Conseguenze dirompenti

Le conseguenze giuridiche della pronuncia della Corte dell’Aja potranno essere dirompenti. Prima fra tutte, la riparazione integrale agli Stati lesi sotto forma di restituzione, indennizzo e soddisfazione, a condizione che possa essere dimostrato un nesso causale sufficientemente diretto e certo tra l’atto illecito e il danno.

Quindi la compensazione economica potrà essere riconosciuta se si riesce a dimostrare il collegamento tra le emissioni di gas serra da parte di uno Stato e l’evento meteorologico estremo che ha colpito un altro.

Il parere unanime, 130 pagine lette dal presidente della Corte internazionale, il giapponese Yuji Iwasawa, apre quindi la strada alle cause climatiche che peraltro da tempo si moltiplicano nel mondo e che hanno già prodotto diverse pronunce.

Dall’arcipelago Vanuatu all’Aja

Tutto merito di un gruppo di giovani attivisti del Pacific Island Students Fighting Climate Change, che ha avuto un ruolo determinante nella campagna per arrivare a questa risoluzione, fin dal 2019: hanno spinto Vanuatu, un arcipelago del Pacifico che conta appena 300mila abitanti, a intentare la causa che ha chiesto alla Corte quali responsabilità hanno gli Stati nell’affrontare il cambiamento climatico. Un percorso lungo e tortuoso che ha visto unire le forze dei giovani provenienti da Asia, Africa, America Latina ed Europa, organizzandosi come World’s Youth for Climate Justice e fare pressioni sui rappresentanti statali.

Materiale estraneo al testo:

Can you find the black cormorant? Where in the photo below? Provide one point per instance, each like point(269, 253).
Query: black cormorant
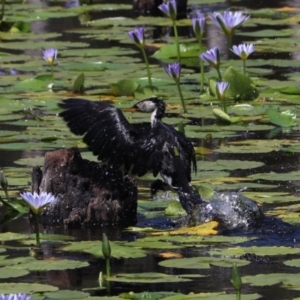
point(157, 149)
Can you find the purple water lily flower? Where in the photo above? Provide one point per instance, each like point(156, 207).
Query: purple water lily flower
point(173, 70)
point(169, 9)
point(243, 50)
point(38, 202)
point(50, 55)
point(230, 21)
point(221, 88)
point(212, 57)
point(137, 36)
point(198, 25)
point(15, 297)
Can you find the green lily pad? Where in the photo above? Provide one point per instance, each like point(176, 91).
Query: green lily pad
point(241, 86)
point(147, 278)
point(170, 50)
point(26, 288)
point(31, 264)
point(12, 273)
point(212, 296)
point(293, 263)
point(66, 294)
point(282, 118)
point(221, 164)
point(287, 279)
point(262, 251)
point(95, 248)
point(175, 209)
point(295, 175)
point(201, 262)
point(124, 87)
point(11, 236)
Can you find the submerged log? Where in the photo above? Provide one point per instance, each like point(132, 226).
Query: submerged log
point(88, 193)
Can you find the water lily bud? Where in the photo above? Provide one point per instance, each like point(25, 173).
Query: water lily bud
point(106, 250)
point(3, 181)
point(236, 278)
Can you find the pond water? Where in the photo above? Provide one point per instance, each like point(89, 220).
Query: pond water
point(258, 154)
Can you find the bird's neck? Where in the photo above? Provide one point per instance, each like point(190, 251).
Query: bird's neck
point(156, 116)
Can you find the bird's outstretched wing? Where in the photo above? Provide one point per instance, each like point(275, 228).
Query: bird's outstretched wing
point(106, 131)
point(166, 151)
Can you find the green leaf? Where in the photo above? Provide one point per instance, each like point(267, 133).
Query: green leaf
point(221, 115)
point(20, 26)
point(147, 278)
point(11, 236)
point(66, 294)
point(170, 51)
point(202, 262)
point(124, 87)
point(241, 86)
point(290, 90)
point(282, 118)
point(78, 86)
point(25, 288)
point(6, 272)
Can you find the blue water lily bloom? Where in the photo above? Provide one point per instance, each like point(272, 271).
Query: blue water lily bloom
point(15, 297)
point(198, 25)
point(221, 88)
point(243, 50)
point(137, 36)
point(230, 21)
point(50, 55)
point(169, 9)
point(38, 202)
point(173, 70)
point(212, 57)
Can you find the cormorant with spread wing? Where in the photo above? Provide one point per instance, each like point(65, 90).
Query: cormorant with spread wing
point(159, 148)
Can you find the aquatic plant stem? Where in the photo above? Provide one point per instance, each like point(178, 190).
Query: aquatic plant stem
point(238, 295)
point(37, 229)
point(52, 72)
point(107, 263)
point(201, 68)
point(224, 105)
point(229, 43)
point(219, 74)
point(147, 66)
point(176, 40)
point(244, 66)
point(181, 96)
point(2, 9)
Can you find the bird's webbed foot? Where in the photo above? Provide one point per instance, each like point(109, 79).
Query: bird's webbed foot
point(189, 201)
point(157, 185)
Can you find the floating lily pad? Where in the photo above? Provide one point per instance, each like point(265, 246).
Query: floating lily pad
point(229, 164)
point(31, 264)
point(12, 273)
point(66, 294)
point(262, 251)
point(201, 262)
point(287, 279)
point(208, 296)
point(11, 236)
point(26, 288)
point(118, 249)
point(147, 278)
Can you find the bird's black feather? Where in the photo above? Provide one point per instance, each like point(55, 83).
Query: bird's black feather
point(158, 148)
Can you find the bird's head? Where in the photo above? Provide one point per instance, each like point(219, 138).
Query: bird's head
point(149, 105)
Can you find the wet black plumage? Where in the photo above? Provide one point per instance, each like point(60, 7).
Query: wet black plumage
point(158, 148)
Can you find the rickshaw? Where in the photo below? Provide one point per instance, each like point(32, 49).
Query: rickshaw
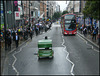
point(45, 48)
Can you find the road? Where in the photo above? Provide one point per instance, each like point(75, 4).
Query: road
point(72, 56)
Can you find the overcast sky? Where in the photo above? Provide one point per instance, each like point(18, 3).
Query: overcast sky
point(62, 4)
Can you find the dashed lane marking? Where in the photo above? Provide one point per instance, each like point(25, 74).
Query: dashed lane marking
point(65, 50)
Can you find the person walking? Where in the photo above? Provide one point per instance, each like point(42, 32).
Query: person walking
point(16, 40)
point(9, 42)
point(94, 35)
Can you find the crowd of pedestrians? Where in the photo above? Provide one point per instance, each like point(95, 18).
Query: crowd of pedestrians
point(22, 33)
point(94, 32)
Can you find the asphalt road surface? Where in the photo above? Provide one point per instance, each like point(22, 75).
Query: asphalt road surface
point(72, 56)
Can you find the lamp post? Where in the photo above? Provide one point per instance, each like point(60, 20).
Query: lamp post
point(29, 13)
point(4, 11)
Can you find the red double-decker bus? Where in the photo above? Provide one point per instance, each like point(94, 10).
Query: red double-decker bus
point(68, 24)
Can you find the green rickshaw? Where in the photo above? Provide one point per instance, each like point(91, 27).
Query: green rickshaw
point(45, 48)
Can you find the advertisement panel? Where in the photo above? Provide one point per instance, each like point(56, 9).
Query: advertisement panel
point(17, 15)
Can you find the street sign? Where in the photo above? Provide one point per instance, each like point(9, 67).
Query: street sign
point(9, 12)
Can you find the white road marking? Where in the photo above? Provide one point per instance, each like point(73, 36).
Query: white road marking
point(65, 50)
point(89, 40)
point(88, 44)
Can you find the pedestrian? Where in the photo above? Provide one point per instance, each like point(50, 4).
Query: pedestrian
point(94, 35)
point(13, 34)
point(16, 40)
point(85, 31)
point(31, 34)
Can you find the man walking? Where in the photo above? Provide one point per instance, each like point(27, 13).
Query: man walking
point(17, 40)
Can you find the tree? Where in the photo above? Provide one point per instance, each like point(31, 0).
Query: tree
point(57, 15)
point(64, 12)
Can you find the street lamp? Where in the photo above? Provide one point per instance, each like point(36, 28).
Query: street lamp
point(29, 13)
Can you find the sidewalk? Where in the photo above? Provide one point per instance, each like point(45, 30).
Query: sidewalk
point(4, 53)
point(89, 38)
point(13, 47)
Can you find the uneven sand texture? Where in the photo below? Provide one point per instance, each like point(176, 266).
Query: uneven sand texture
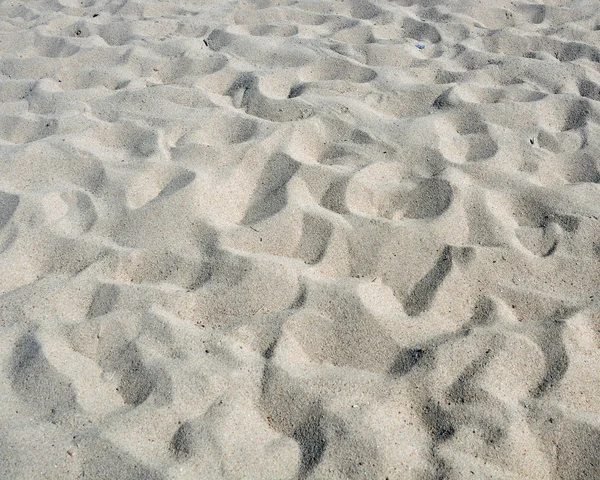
point(299, 239)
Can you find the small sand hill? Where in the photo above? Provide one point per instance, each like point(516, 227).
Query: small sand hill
point(311, 239)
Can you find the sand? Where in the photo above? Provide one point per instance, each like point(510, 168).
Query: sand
point(302, 239)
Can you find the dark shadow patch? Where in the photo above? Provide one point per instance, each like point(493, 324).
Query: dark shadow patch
point(270, 196)
point(439, 422)
point(105, 298)
point(137, 382)
point(420, 298)
point(430, 199)
point(484, 313)
point(297, 90)
point(312, 441)
point(38, 382)
point(182, 443)
point(334, 198)
point(406, 360)
point(550, 340)
point(8, 205)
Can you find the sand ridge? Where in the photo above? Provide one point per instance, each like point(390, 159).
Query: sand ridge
point(299, 239)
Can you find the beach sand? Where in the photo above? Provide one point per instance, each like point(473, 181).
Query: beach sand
point(309, 239)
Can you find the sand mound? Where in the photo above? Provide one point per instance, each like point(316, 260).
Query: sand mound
point(300, 239)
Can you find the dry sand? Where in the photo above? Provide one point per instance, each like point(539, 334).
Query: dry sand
point(299, 239)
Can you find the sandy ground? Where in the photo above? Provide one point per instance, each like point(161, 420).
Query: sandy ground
point(299, 239)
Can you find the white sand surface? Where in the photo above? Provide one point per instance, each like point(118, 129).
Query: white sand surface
point(300, 239)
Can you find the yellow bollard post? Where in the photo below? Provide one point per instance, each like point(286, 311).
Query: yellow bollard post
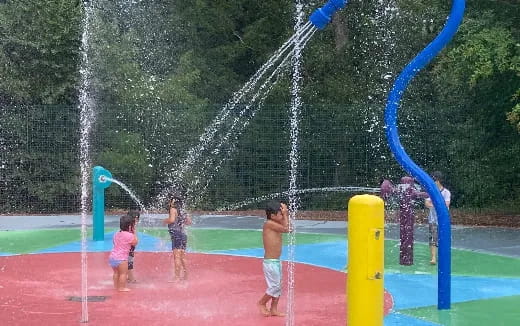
point(365, 296)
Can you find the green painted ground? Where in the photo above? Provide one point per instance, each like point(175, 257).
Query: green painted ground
point(26, 241)
point(463, 262)
point(225, 239)
point(500, 311)
point(496, 312)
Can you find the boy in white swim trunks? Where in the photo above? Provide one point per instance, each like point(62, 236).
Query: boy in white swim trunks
point(277, 223)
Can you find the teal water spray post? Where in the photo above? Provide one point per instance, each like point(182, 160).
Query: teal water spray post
point(101, 179)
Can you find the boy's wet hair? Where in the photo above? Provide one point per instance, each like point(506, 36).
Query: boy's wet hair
point(438, 176)
point(125, 222)
point(135, 214)
point(272, 207)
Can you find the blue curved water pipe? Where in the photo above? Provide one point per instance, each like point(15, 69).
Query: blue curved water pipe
point(321, 17)
point(402, 81)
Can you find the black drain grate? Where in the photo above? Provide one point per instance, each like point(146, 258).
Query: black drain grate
point(90, 298)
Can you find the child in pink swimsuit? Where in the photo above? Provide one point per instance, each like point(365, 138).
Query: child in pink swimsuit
point(118, 258)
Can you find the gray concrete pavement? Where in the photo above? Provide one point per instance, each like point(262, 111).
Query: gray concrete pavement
point(497, 240)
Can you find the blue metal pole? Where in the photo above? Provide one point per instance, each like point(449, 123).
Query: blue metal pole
point(100, 181)
point(402, 81)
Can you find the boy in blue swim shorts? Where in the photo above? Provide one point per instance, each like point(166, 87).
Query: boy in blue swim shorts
point(277, 223)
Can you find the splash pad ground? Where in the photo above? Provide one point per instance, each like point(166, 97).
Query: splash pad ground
point(40, 279)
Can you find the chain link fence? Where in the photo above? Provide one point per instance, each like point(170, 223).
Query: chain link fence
point(340, 153)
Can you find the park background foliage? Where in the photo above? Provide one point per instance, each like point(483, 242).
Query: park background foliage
point(163, 69)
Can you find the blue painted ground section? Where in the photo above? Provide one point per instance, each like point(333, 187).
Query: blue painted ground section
point(420, 290)
point(326, 254)
point(407, 290)
point(397, 319)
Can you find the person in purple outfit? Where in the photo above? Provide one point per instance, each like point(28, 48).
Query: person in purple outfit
point(406, 194)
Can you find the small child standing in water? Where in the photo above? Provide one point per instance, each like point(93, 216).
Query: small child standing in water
point(276, 224)
point(118, 258)
point(131, 278)
point(177, 221)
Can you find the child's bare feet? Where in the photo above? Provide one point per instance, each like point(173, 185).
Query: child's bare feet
point(277, 313)
point(263, 310)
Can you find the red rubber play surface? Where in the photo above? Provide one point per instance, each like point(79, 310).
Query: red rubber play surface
point(221, 290)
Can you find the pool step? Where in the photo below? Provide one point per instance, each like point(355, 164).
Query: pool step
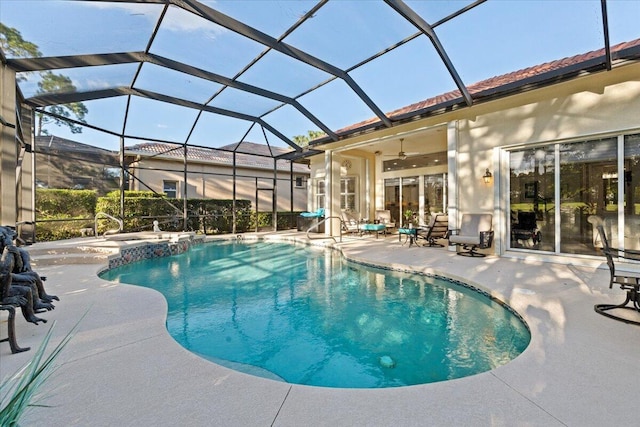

Non è un caso che l’iniziativa sia partita proprio da lì: le isole del Pacifico sono in prima linea nel cambiamento climatico, nonostante siano responsabili di meno dell’1 per cento delle emissioni globali di gas serra. Nel suo rapporto del 2018, L’Ipcc, il gruppo intergovernativo sul cambiamento climatico dell’Onu, ha aveva confermato che, se non verranno adottate misure drastiche a livello globale per ridurre le emissioni di gas serra, le isole del Pacifico cesseranno di esistere, minacciate dall’innalzamento del livello del mare, dal riscaldamento degli oceani e dall’acidificazione delle acque marine.

Una vittoria per il Pianeta

Dopo un lungo iter, si è arrivati alla pronuncia di ieri, accolta con favore dal segretario generale delle Nazioni Unite António Guterres, che ha dichiarato che l'obiettivo dell'Accordo di Parigi sul clima deve essere la base di tutte le politiche climatiche. “Questa è una vittoria per il nostro Pianeta, per la giustizia climatica e per il potere dei giovani di fare la differenza – ha detto -. Il mondo deve rispondere”.